FYI, according to Google, its "AI Mode uses Gemini 3's next-generation intelligence, with advanced reasoning, thinking, and multimodal understanding to help with even your toughest questions".
The task I'm speaking about is to select a non-standard benchmark (as a formula) for trade system performance. We need such scalar values for optimization (for example, as resulting values for OnTester), or fast analysis of EAs (our own or 3-rd party) from different points of view.

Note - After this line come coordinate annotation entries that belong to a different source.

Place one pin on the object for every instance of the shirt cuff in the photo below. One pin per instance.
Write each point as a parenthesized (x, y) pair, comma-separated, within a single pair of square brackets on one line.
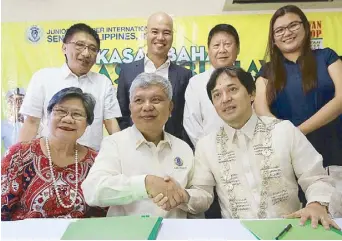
[(322, 199), (138, 187)]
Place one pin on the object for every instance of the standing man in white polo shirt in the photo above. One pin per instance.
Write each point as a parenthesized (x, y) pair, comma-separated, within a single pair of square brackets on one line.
[(159, 37), (132, 163), (80, 47), (200, 117)]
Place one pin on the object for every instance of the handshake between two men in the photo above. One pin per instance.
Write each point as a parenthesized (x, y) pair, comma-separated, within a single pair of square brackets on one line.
[(166, 192)]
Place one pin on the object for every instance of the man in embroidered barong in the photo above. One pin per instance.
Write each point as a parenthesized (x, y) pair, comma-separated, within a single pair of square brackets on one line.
[(254, 161)]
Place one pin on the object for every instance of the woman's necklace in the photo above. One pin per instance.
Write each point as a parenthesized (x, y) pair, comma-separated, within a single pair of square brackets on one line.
[(72, 197)]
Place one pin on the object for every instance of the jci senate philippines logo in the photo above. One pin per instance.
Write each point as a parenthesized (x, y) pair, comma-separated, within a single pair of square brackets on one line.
[(34, 34)]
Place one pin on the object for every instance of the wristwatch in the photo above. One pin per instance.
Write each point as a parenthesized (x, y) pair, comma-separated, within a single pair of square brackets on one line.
[(324, 204)]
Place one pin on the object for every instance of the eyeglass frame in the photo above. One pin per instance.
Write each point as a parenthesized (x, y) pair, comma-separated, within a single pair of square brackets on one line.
[(287, 27), (84, 47), (67, 112)]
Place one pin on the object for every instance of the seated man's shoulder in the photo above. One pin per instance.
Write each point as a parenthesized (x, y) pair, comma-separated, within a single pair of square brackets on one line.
[(209, 139), (283, 125), (119, 137)]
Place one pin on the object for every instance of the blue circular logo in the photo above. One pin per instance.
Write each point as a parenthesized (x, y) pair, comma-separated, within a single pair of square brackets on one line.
[(178, 161)]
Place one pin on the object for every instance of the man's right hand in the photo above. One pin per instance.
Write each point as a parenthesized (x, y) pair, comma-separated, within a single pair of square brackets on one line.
[(168, 187)]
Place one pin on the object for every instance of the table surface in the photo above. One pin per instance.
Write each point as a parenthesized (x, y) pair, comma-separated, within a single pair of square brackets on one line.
[(53, 229)]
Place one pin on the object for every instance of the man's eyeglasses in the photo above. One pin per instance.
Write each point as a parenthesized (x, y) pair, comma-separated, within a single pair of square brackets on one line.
[(292, 27), (61, 113), (80, 46)]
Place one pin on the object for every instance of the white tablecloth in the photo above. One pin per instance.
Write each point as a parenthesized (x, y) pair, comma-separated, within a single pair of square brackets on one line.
[(53, 229)]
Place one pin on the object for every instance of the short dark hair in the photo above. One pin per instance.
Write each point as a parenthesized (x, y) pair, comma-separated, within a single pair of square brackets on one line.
[(88, 101), (81, 27), (227, 28), (245, 78)]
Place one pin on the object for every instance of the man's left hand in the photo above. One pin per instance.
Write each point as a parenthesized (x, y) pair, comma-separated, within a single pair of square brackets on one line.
[(317, 213)]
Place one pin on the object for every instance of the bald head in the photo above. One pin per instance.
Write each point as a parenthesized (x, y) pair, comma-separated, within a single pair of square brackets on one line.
[(160, 17), (159, 36)]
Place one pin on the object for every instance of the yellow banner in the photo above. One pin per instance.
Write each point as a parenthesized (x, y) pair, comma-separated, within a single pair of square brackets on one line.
[(30, 46)]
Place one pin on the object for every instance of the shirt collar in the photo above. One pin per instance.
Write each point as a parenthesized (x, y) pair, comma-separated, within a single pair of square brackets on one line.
[(166, 64), (247, 129), (140, 139), (67, 72)]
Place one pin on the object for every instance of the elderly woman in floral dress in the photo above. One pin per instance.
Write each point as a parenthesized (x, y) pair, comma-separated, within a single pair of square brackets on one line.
[(42, 178)]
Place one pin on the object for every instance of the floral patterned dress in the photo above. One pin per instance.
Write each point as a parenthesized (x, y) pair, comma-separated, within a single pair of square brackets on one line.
[(27, 189)]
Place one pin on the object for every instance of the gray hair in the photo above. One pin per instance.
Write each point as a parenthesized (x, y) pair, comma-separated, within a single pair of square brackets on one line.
[(144, 80), (88, 101)]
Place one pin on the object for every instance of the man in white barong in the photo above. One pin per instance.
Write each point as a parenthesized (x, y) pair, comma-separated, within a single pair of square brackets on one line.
[(254, 161), (131, 164)]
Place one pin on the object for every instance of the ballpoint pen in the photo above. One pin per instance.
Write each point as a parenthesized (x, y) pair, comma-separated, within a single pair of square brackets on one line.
[(285, 230)]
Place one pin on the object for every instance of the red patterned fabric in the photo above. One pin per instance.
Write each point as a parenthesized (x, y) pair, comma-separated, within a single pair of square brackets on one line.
[(27, 189)]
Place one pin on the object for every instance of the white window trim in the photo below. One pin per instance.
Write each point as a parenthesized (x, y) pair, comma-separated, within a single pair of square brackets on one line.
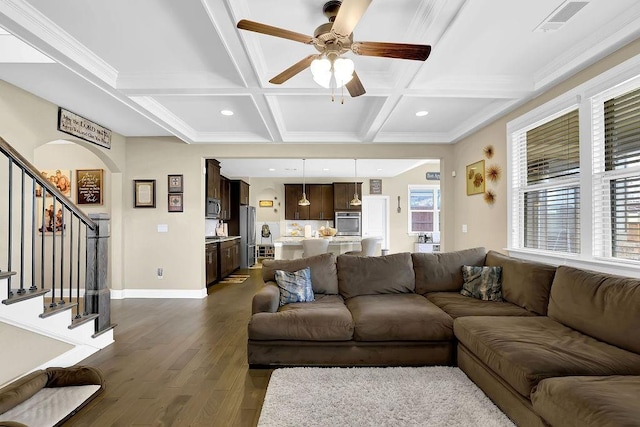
[(580, 96), (436, 219)]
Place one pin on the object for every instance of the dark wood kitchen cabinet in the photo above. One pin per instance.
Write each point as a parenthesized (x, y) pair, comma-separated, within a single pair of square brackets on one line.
[(321, 198), (211, 262), (342, 195), (213, 178), (229, 257), (293, 211), (225, 198)]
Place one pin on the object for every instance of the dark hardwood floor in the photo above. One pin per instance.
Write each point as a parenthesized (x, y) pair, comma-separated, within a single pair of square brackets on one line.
[(179, 362)]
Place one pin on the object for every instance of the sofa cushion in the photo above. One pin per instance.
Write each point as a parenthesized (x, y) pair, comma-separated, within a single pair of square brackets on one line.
[(456, 305), (482, 282), (525, 350), (601, 305), (441, 272), (390, 274), (324, 276), (294, 287), (325, 319), (525, 283), (588, 401), (398, 317)]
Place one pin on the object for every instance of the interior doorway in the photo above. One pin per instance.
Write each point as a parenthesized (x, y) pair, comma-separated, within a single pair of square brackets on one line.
[(375, 218)]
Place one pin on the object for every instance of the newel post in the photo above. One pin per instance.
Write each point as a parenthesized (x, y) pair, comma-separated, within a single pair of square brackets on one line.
[(98, 296)]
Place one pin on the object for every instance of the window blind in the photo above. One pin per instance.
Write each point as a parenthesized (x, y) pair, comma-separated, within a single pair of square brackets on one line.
[(616, 166), (546, 193)]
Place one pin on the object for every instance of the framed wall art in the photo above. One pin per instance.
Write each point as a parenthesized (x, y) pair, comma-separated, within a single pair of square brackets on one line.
[(144, 193), (175, 202), (175, 184), (59, 178), (89, 184), (475, 178)]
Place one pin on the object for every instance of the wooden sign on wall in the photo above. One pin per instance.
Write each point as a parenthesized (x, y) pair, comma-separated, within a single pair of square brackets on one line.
[(76, 125), (89, 186)]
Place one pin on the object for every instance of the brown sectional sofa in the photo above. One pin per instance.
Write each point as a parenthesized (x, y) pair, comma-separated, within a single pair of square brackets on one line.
[(562, 348)]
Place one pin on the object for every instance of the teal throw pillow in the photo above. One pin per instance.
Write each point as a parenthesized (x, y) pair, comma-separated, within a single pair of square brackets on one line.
[(482, 282), (294, 287)]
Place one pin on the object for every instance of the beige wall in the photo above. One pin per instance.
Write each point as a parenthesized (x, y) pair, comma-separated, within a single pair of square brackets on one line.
[(486, 224)]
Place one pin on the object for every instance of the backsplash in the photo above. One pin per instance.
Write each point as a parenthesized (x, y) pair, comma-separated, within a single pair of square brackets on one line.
[(296, 228)]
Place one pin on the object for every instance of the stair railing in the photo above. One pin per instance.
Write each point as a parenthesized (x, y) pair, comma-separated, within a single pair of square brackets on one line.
[(56, 248)]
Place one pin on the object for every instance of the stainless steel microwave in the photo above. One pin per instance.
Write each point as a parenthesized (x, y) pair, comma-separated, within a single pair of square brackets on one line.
[(348, 223), (213, 208)]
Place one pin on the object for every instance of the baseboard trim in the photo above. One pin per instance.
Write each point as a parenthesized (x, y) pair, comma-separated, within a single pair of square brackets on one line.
[(159, 293)]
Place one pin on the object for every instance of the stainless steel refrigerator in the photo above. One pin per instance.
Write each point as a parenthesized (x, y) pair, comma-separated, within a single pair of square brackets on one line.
[(247, 236)]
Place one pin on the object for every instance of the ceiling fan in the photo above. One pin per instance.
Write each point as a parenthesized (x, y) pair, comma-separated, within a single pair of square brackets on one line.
[(332, 40)]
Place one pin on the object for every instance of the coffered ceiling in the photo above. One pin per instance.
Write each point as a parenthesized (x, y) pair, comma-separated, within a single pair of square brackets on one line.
[(167, 67)]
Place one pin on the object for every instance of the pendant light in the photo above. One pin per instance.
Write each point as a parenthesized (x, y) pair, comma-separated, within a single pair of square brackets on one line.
[(355, 201), (303, 201)]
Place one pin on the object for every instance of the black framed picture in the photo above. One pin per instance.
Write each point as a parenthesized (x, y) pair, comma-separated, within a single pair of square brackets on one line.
[(174, 184)]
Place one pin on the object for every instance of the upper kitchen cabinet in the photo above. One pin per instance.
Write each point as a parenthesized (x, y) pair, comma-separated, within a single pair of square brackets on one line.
[(225, 198), (321, 198), (293, 211), (343, 193), (213, 178)]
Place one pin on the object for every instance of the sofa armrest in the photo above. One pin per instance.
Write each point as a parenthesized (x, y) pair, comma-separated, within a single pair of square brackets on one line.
[(267, 299)]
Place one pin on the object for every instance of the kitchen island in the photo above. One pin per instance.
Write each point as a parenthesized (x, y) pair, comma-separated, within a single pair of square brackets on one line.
[(290, 247)]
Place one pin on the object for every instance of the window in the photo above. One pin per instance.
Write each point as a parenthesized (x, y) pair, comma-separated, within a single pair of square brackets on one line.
[(424, 209), (547, 184), (616, 174), (574, 178)]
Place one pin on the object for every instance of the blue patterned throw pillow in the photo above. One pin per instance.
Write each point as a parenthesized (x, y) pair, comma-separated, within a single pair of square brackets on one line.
[(294, 287), (482, 282)]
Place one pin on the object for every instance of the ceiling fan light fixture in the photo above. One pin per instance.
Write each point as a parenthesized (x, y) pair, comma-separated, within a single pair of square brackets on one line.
[(328, 74)]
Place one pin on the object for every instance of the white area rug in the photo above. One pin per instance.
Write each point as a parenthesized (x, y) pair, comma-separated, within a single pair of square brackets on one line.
[(430, 396)]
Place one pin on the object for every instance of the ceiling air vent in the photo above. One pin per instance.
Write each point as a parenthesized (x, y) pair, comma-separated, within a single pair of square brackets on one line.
[(561, 16)]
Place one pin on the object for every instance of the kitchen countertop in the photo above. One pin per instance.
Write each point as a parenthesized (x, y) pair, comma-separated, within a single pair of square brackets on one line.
[(215, 239), (335, 240)]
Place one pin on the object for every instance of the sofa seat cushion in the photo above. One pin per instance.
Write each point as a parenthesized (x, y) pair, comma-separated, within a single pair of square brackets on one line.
[(457, 305), (588, 401), (390, 274), (398, 317), (325, 319), (525, 350), (442, 271)]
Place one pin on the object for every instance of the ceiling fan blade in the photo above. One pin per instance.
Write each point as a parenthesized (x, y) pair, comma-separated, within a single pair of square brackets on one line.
[(273, 31), (348, 16), (355, 87), (418, 52), (293, 70)]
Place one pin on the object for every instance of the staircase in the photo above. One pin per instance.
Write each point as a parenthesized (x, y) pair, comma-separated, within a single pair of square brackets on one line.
[(52, 267)]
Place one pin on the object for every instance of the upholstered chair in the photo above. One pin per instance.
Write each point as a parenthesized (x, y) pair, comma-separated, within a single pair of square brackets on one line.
[(313, 247), (368, 247)]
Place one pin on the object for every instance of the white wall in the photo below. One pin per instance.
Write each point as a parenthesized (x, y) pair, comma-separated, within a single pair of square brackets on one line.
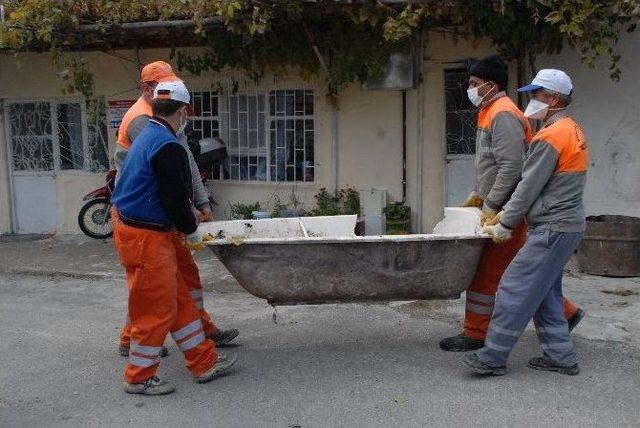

All existing metrics can be divided into 2 main classes, so to speak: lightweight and heavy. The heavy ones require calculations based on all trades, which is not efficient if we need to analyse many combinations of parameters on-the-fly (for example, most profitable time spans, days of week, etc) or even not possible (if in-depth report data is not available). Examples of the heavy metrics are Sharpe ratio or drawdown. The lightweights take only few inputs to produce easily comparable characteristic value. For example, profit factor requires only 2 numbers with profit and loss.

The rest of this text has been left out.